A Tale of Two Variances: Why NumPy and Pandas Give Different Answers

-

you’re analyzing a small dataset:

[X = [15, 8, 13, 7, 7, 12, 15, 6, 8, 9]]

You must calculate some summary statistics to get an idea of the distribution of this data, so you utilize numpy to calculate the mean and variance.

import numpy as np

X = [15, 8, 13, 7, 7, 12, 15, 6, 8, 9]
mean = np.mean(X)
var = np.var(X)

print(f"Mean={mean:.2f}, Variance={var:.2f}")

Your output Looks like this:

Mean=10.00, Variance=10.60

Great! Now you have got an idea of the distribution of your data. Nevertheless, your colleague comes along and tells you that additionally they calculated some summary statistics on this same dataset using the next code:

import pandas as pd

X = pd.Series([15, 8, 13, 7, 7, 12, 15, 6, 8, 9])
mean = X.mean()
var = X.var()

print(f"Mean={mean:.2f}, Variance={var:.2f}")

Their output looks like this:

Mean=10.00, Variance=11.78

The means are the identical, however the variances are different! What gives?

This discrepancy arises because numpy and pandas use different default equations for calculating the variance of an array. This text will mathematically define the 2 variances, explain why they differ, and show easy methods to use either equation in several numerical libraries.


Two Definitions

There are two standard ways to calculate the variance, each meant for a distinct purpose. It comes all the way down to whether you’re calculating the variance of your entire population (the whole group you’re studying) or simply a sample (a smaller subset of that population you really have data for).

The population variance, σ2sigma^2, is defined as:

[sigma^2 = frac{sum_{i=1}^N(x_i-mu)^2}{N}]

While the sample variance, s2s^2, is defined as:

[s^2 = frac{sum_{i=1}^n(x_i-bar x)^2}{n-1}]

xix_iNNnnxbar x

Notice the 2 key differences between these equations:

  1. Within the numerator’s sum, σ2sigma^2 is calculated using the population mean, μmu, while s2s^2 is calculated using the sample mean, xbar x.
  2. Within the denominator, σ2sigma^2 divides by the whole population size NN, while s2s^2 divides by the sample size minus one, n1n-1.

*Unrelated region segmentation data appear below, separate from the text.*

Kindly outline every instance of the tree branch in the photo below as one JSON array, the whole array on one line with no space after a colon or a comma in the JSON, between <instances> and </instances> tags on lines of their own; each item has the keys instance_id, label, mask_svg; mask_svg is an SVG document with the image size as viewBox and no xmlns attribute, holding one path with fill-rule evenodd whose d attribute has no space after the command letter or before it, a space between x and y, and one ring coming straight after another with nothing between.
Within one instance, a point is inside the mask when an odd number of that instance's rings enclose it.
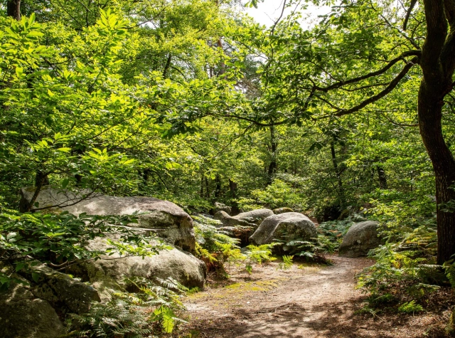
<instances>
[{"instance_id":1,"label":"tree branch","mask_svg":"<svg viewBox=\"0 0 455 338\"><path fill-rule=\"evenodd\" d=\"M376 70L375 72L371 72L369 73L368 74L365 74L364 75L362 76L359 76L358 78L352 78L350 80L346 80L346 81L340 81L336 83L333 83L333 85L328 85L327 87L318 87L318 86L316 86L316 90L321 91L321 92L325 92L327 93L329 90L333 90L333 89L336 89L336 88L339 88L341 87L343 87L343 85L349 85L350 83L355 83L357 82L360 82L362 81L363 80L366 80L368 78L373 78L375 76L378 76L380 75L381 74L384 74L386 71L387 71L389 69L390 69L392 68L392 65L394 65L395 63L398 63L399 61L402 60L405 60L405 58L407 56L414 56L417 57L419 57L421 55L421 51L408 51L407 52L405 52L403 53L402 53L400 56L391 60L390 61L389 61L389 63L382 68L380 69L379 70ZM417 63L418 61L418 58L414 58L412 59L414 63Z\"/></svg>"},{"instance_id":2,"label":"tree branch","mask_svg":"<svg viewBox=\"0 0 455 338\"><path fill-rule=\"evenodd\" d=\"M397 87L400 81L401 81L401 80L406 75L406 74L407 74L410 70L417 64L417 61L418 61L418 58L416 56L411 61L408 62L406 64L406 65L403 68L402 71L400 72L400 73L397 75L397 77L394 78L392 81L390 81L390 83L389 83L389 85L387 85L383 90L378 93L375 95L368 98L367 100L361 102L356 106L353 107L352 108L350 108L348 110L343 110L338 112L336 111L336 112L333 112L333 113L332 114L322 116L320 118L323 119L323 118L331 117L333 116L343 116L343 115L347 115L348 114L352 114L353 112L358 112L358 110L366 107L367 105L370 105L371 103L373 103L378 101L378 100L384 97L389 93L393 90L393 89L395 87Z\"/></svg>"}]
</instances>

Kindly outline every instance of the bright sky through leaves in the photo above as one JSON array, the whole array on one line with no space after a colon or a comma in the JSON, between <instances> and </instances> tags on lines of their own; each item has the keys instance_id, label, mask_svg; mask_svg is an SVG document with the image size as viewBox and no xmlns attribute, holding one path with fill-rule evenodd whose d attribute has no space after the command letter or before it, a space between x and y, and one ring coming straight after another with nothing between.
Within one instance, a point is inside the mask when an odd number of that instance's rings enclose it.
<instances>
[{"instance_id":1,"label":"bright sky through leaves","mask_svg":"<svg viewBox=\"0 0 455 338\"><path fill-rule=\"evenodd\" d=\"M254 18L255 21L263 25L272 26L279 17L282 7L283 0L264 0L264 2L258 4L257 9L246 8L245 12ZM283 17L290 14L295 9L295 6L286 9ZM330 7L316 6L310 4L307 9L302 11L301 23L304 26L309 26L311 21L317 19L318 15L326 14L329 11Z\"/></svg>"}]
</instances>

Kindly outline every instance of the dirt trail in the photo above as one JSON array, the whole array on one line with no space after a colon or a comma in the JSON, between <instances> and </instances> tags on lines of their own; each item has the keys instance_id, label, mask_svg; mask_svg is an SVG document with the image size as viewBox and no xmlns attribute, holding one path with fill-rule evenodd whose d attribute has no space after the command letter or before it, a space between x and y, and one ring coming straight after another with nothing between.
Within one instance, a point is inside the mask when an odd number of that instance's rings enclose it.
<instances>
[{"instance_id":1,"label":"dirt trail","mask_svg":"<svg viewBox=\"0 0 455 338\"><path fill-rule=\"evenodd\" d=\"M365 296L355 275L372 261L331 257L328 267L289 270L279 263L248 275L230 271L230 284L187 297L189 324L176 337L198 338L417 337L441 316L357 315Z\"/></svg>"}]
</instances>

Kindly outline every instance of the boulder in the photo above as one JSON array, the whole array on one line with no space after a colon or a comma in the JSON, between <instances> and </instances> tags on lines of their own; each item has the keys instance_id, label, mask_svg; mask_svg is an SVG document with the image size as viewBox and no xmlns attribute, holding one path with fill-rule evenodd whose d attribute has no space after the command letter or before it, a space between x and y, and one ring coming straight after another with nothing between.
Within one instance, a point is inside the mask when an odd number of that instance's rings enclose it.
<instances>
[{"instance_id":1,"label":"boulder","mask_svg":"<svg viewBox=\"0 0 455 338\"><path fill-rule=\"evenodd\" d=\"M293 213L294 210L292 210L291 208L278 208L277 209L273 209L273 213L275 215L278 215L279 213Z\"/></svg>"},{"instance_id":2,"label":"boulder","mask_svg":"<svg viewBox=\"0 0 455 338\"><path fill-rule=\"evenodd\" d=\"M233 238L239 240L238 245L240 247L247 245L248 238L255 232L252 226L222 226L218 230L224 232L226 235Z\"/></svg>"},{"instance_id":3,"label":"boulder","mask_svg":"<svg viewBox=\"0 0 455 338\"><path fill-rule=\"evenodd\" d=\"M0 337L56 338L65 334L55 310L19 285L0 293Z\"/></svg>"},{"instance_id":4,"label":"boulder","mask_svg":"<svg viewBox=\"0 0 455 338\"><path fill-rule=\"evenodd\" d=\"M378 248L380 239L378 237L379 222L367 221L352 226L340 245L339 254L343 257L366 256L371 249Z\"/></svg>"},{"instance_id":5,"label":"boulder","mask_svg":"<svg viewBox=\"0 0 455 338\"><path fill-rule=\"evenodd\" d=\"M92 301L101 301L93 287L44 265L35 266L24 274L28 280L33 280L30 291L35 297L47 300L63 312L85 313Z\"/></svg>"},{"instance_id":6,"label":"boulder","mask_svg":"<svg viewBox=\"0 0 455 338\"><path fill-rule=\"evenodd\" d=\"M112 239L117 239L115 238ZM105 250L104 238L90 241L92 250ZM125 279L142 277L175 279L187 287L203 288L207 275L205 263L189 253L178 248L162 250L151 257L128 256L120 258L115 253L73 266L71 273L87 280L98 291L102 301L110 298L116 290L125 290L129 284Z\"/></svg>"},{"instance_id":7,"label":"boulder","mask_svg":"<svg viewBox=\"0 0 455 338\"><path fill-rule=\"evenodd\" d=\"M264 219L273 214L272 210L264 208L240 213L235 216L230 216L225 211L218 211L213 218L220 221L224 226L252 226L255 230Z\"/></svg>"},{"instance_id":8,"label":"boulder","mask_svg":"<svg viewBox=\"0 0 455 338\"><path fill-rule=\"evenodd\" d=\"M230 215L232 212L232 209L230 206L226 206L223 203L215 202L215 208L213 208L213 213L216 213L218 211L224 211L228 215Z\"/></svg>"},{"instance_id":9,"label":"boulder","mask_svg":"<svg viewBox=\"0 0 455 338\"><path fill-rule=\"evenodd\" d=\"M32 199L35 188L21 189L21 206ZM193 220L181 208L168 201L153 197L115 197L90 195L90 192L73 193L50 186L43 187L36 199L38 207L59 208L74 215L130 215L134 211L146 213L139 216L138 226L153 229L169 244L194 252L196 238ZM32 209L33 210L33 209Z\"/></svg>"},{"instance_id":10,"label":"boulder","mask_svg":"<svg viewBox=\"0 0 455 338\"><path fill-rule=\"evenodd\" d=\"M275 239L309 240L316 236L314 223L305 215L300 213L284 213L265 218L250 237L250 242L260 245L272 243Z\"/></svg>"}]
</instances>

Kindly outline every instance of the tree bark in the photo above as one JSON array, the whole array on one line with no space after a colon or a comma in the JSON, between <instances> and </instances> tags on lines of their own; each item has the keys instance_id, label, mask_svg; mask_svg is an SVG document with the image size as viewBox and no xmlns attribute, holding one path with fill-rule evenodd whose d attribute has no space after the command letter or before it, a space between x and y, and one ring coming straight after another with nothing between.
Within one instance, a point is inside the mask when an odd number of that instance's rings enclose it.
<instances>
[{"instance_id":1,"label":"tree bark","mask_svg":"<svg viewBox=\"0 0 455 338\"><path fill-rule=\"evenodd\" d=\"M272 184L273 181L273 175L277 171L278 167L277 164L277 147L278 146L277 138L275 137L275 126L269 127L270 130L270 164L267 170L267 186Z\"/></svg>"},{"instance_id":2,"label":"tree bark","mask_svg":"<svg viewBox=\"0 0 455 338\"><path fill-rule=\"evenodd\" d=\"M437 205L437 263L442 264L455 253L455 211L447 211L444 208L446 204L455 201L455 190L453 189L455 184L455 161L444 142L441 125L444 86L434 85L429 85L424 80L422 81L418 112L420 134L434 170ZM437 87L439 87L439 90Z\"/></svg>"},{"instance_id":3,"label":"tree bark","mask_svg":"<svg viewBox=\"0 0 455 338\"><path fill-rule=\"evenodd\" d=\"M220 197L221 196L221 176L216 175L215 177L215 197Z\"/></svg>"},{"instance_id":4,"label":"tree bark","mask_svg":"<svg viewBox=\"0 0 455 338\"><path fill-rule=\"evenodd\" d=\"M338 161L336 160L336 153L335 152L335 142L332 141L330 143L330 149L332 154L332 163L333 164L333 169L335 169L335 174L336 174L336 181L338 186L338 196L340 198L340 206L343 208L346 205L346 198L344 194L344 187L343 186L343 180L341 179L341 172L338 167Z\"/></svg>"},{"instance_id":5,"label":"tree bark","mask_svg":"<svg viewBox=\"0 0 455 338\"><path fill-rule=\"evenodd\" d=\"M427 36L419 60L423 78L417 106L419 127L434 170L437 263L442 264L455 254L455 210L447 208L449 202L455 201L455 160L444 142L441 124L444 98L454 86L455 4L448 0L423 2Z\"/></svg>"},{"instance_id":6,"label":"tree bark","mask_svg":"<svg viewBox=\"0 0 455 338\"><path fill-rule=\"evenodd\" d=\"M9 0L6 4L6 15L21 21L21 0Z\"/></svg>"},{"instance_id":7,"label":"tree bark","mask_svg":"<svg viewBox=\"0 0 455 338\"><path fill-rule=\"evenodd\" d=\"M379 178L379 187L381 189L388 189L387 185L387 177L385 176L385 171L384 171L384 169L382 167L378 166L376 169L378 170L378 177Z\"/></svg>"}]
</instances>

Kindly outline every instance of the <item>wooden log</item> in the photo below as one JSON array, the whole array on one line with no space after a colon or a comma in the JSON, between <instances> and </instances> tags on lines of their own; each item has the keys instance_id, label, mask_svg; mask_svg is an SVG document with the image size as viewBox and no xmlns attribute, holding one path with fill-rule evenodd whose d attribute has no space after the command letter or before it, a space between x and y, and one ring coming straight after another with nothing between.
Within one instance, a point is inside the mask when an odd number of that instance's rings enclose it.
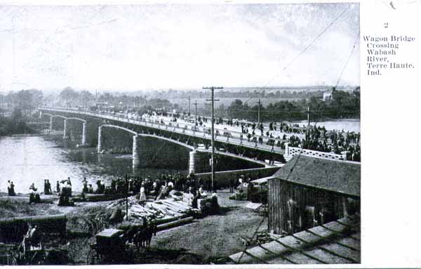
<instances>
[{"instance_id":1,"label":"wooden log","mask_svg":"<svg viewBox=\"0 0 421 269\"><path fill-rule=\"evenodd\" d=\"M159 230L163 230L169 229L169 228L177 227L177 226L180 226L182 225L185 225L185 224L191 223L192 221L193 221L193 219L194 219L194 218L193 218L193 217L187 217L187 218L181 218L181 219L177 220L177 221L169 222L168 223L159 225L156 227L156 229L157 229L157 230L159 231Z\"/></svg>"}]
</instances>

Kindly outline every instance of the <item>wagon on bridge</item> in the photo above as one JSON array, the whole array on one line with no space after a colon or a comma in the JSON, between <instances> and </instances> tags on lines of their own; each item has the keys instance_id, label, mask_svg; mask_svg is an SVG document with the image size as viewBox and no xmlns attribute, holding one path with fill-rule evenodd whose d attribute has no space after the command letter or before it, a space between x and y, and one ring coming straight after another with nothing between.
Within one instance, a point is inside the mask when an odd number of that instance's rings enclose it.
<instances>
[{"instance_id":1,"label":"wagon on bridge","mask_svg":"<svg viewBox=\"0 0 421 269\"><path fill-rule=\"evenodd\" d=\"M223 136L227 138L232 138L232 135L231 134L230 132L228 131L228 130L227 129L227 128L224 128L224 133L223 133Z\"/></svg>"}]
</instances>

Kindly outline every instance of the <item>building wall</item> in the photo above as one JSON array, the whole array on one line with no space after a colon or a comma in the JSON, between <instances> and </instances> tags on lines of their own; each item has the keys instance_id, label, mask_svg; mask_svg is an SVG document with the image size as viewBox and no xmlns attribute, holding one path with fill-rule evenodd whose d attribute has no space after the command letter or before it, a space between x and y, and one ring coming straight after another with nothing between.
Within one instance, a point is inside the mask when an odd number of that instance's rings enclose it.
<instances>
[{"instance_id":1,"label":"building wall","mask_svg":"<svg viewBox=\"0 0 421 269\"><path fill-rule=\"evenodd\" d=\"M271 176L279 169L279 167L268 167L215 172L215 184L218 188L227 188L229 186L230 179L238 179L241 175L244 175L245 176L250 176L252 179L257 179ZM210 181L212 173L196 173L196 176L201 178L204 181Z\"/></svg>"},{"instance_id":2,"label":"building wall","mask_svg":"<svg viewBox=\"0 0 421 269\"><path fill-rule=\"evenodd\" d=\"M298 232L359 212L359 199L277 178L268 183L268 227L276 234Z\"/></svg>"}]
</instances>

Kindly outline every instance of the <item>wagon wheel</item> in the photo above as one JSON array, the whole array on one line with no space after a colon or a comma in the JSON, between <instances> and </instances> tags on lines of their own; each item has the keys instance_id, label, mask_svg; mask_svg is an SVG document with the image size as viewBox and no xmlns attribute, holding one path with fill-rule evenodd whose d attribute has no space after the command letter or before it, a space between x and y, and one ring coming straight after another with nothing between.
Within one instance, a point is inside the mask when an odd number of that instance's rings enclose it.
<instances>
[{"instance_id":1,"label":"wagon wheel","mask_svg":"<svg viewBox=\"0 0 421 269\"><path fill-rule=\"evenodd\" d=\"M34 254L31 257L29 264L39 265L42 264L46 259L46 252L44 249L41 251L34 251Z\"/></svg>"},{"instance_id":2,"label":"wagon wheel","mask_svg":"<svg viewBox=\"0 0 421 269\"><path fill-rule=\"evenodd\" d=\"M86 263L88 265L94 265L99 263L98 254L94 246L91 246L89 252L88 252L88 256L86 257Z\"/></svg>"}]
</instances>

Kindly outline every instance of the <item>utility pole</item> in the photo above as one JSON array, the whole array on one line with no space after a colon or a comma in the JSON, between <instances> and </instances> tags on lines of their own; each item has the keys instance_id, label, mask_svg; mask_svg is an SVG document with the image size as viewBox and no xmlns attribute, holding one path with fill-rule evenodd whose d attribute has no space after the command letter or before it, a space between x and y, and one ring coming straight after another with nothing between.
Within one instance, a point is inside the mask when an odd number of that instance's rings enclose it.
<instances>
[{"instance_id":1,"label":"utility pole","mask_svg":"<svg viewBox=\"0 0 421 269\"><path fill-rule=\"evenodd\" d=\"M260 99L259 99L258 104L259 104L259 109L258 110L258 123L260 124L260 105L262 104L260 103Z\"/></svg>"},{"instance_id":2,"label":"utility pole","mask_svg":"<svg viewBox=\"0 0 421 269\"><path fill-rule=\"evenodd\" d=\"M211 155L211 160L210 160L210 166L212 169L212 190L213 191L216 191L216 190L215 190L215 185L214 185L214 180L215 180L215 169L214 169L214 158L213 158L213 155L215 155L215 129L214 129L214 121L215 121L215 117L213 115L213 103L215 101L219 101L219 100L215 100L214 98L214 91L215 89L220 89L220 88L224 88L223 87L214 87L214 86L211 86L211 87L202 87L202 88L206 89L206 88L208 88L211 90L212 92L212 95L211 95L211 98L210 99L206 99L207 101L211 101L212 102L212 140L211 140L211 147L212 147L212 155Z\"/></svg>"},{"instance_id":3,"label":"utility pole","mask_svg":"<svg viewBox=\"0 0 421 269\"><path fill-rule=\"evenodd\" d=\"M127 186L127 190L126 191L126 220L128 221L128 182L127 181L127 173L126 174L126 185Z\"/></svg>"},{"instance_id":4,"label":"utility pole","mask_svg":"<svg viewBox=\"0 0 421 269\"><path fill-rule=\"evenodd\" d=\"M310 140L310 133L309 133L309 131L310 131L310 106L309 105L307 107L307 132L306 132L306 136L307 136L306 142L307 142L307 146L308 146L308 144L309 144L309 140Z\"/></svg>"},{"instance_id":5,"label":"utility pole","mask_svg":"<svg viewBox=\"0 0 421 269\"><path fill-rule=\"evenodd\" d=\"M194 100L194 125L197 125L197 100Z\"/></svg>"},{"instance_id":6,"label":"utility pole","mask_svg":"<svg viewBox=\"0 0 421 269\"><path fill-rule=\"evenodd\" d=\"M189 96L189 116L190 116L190 97Z\"/></svg>"}]
</instances>

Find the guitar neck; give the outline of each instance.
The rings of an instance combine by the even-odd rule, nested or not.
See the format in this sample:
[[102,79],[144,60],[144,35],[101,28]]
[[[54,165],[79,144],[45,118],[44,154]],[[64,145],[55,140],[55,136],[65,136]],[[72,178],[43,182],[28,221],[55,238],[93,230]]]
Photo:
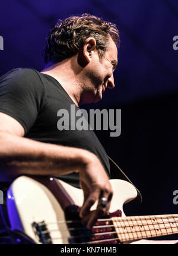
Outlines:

It must be noted that the excellence between these two definitions matters probably the most for small sample sizes. As nn grows, the excellence between nn and n1n-1 becomes less and less important.


Why Are They Different?

When calculating the population variance, it’s assumed that you have got all the info. You already know the precise center (the population mean μmu) and exactly how far every point is from that center. Dividing by the whole number of information points NN gives the true, exact average of those squared differences.

Nevertheless, when calculating the sample variance, it isn’t assumed that you have got all the info so that you do not need the true population mean μmu. As a substitute, you simply have an estimate of μmu, which is the sample mean xbar x. Nevertheless, it seems that using the sample mean as a substitute of the true population mean tends to underestimate the true population variance on average.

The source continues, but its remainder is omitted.